Les réponses apportées par l'acheteur sont ensuite publiées et accessibles à l'ensemble des candidats. C'est la garantie de l'égalité de traitement : toutes les entreprises bénéficient des mêmes informations.

Deux points pratiques à retenir. Enregistrez-vous sur le profil d'acheteur dès que vous téléchargez le dossier : vous serez alerté par email de toutes les nouvelles réponses publiées. Et posez vos questions suffisamment tôt pour laisser à l'acheteur le temps de répondre avant la date limite.

Ne présupposez jamais les besoins de l'acheteur. Rédiger une offre sur la base d'hypothèses vous expose à une proposition peu compétitive ou hors sujet, après plusieurs heures de travail.

Questions fréquentes

Peut-on poser des questions à un acheteur public pendant un appel d'offres ?

Oui, et c'est même recommandé dès que le cahier des charges est insuffisamment précis. Le règlement de consultation précise le canal à utiliser (généralement la plateforme de dépôt) et le délai dans lequel poser vos questions. Les réponses sont ensuite publiées et accessibles à tous les candidats pour garantir l'égalité de traitement.

Que faire si un cahier des charges est trop vague pour rédiger une offre ?

Identifiez les informations manquantes et posez des questions précises à l'acheteur via la plateforme prévue à cet effet. Ne tentez pas de deviner ses attentes : une offre basée sur des suppositions risque d'être hors sujet ou peu compétitive. L'acheteur a tout intérêt à répondre à vos questions car des précisions supplémentaires lui permettront d'obtenir de meilleures offres.

Est-ce que contacter un acheteur public pour des précisions peut desservir ma candidature ?

Non. Poser des questions dans les formes prévues par le règlement de consultation est une démarche normale et professionnelle. L'acheteur ne peut pas en tenir compte dans l'évaluation de votre offre. Au contraire, une question pertinente peut montrer votre connaissance du sujet et votre sérieux. Les réponses étant publiées à l'ensemble des candidats, vous ne bénéficiez d'aucun avantage indu en posant une question.

Doit-on répondre à un appel d'offres même si le cahier des charges est incomplet ?

Cela dépend des informations manquantes et de votre capacité à les obtenir. Si l'acheteur répond à vos questions et que le dossier devient suffisamment précis, répondre est tout à fait possible. Si les informations restent insuffisantes malgré vos relances, vous courez le risque de rédiger une offre inadaptée.

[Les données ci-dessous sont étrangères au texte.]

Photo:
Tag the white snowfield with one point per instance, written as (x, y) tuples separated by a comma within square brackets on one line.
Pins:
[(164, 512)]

Dans ce cas, il vaut mieux ne pas répondre plutôt que d'investir plusieurs heures pour un résultat aléatoire.

Pourquoi certains acheteurs publics rédigent-ils de mauvais cahiers des charges ?

Les acheteurs publics ne sont pas nécessairement des experts du secteur pour lequel ils achètent. Dans les petites structures, une même personne peut gérer des achats très variés : fournitures de bureau, travaux, prestations de service. Ils ne disposent pas toujours des ressources internes ou du temps nécessaire pour rédiger un cahier des charges précis, et ne font pas systématiquement appel à une assistance externe pour les accompagner dans cette rédaction.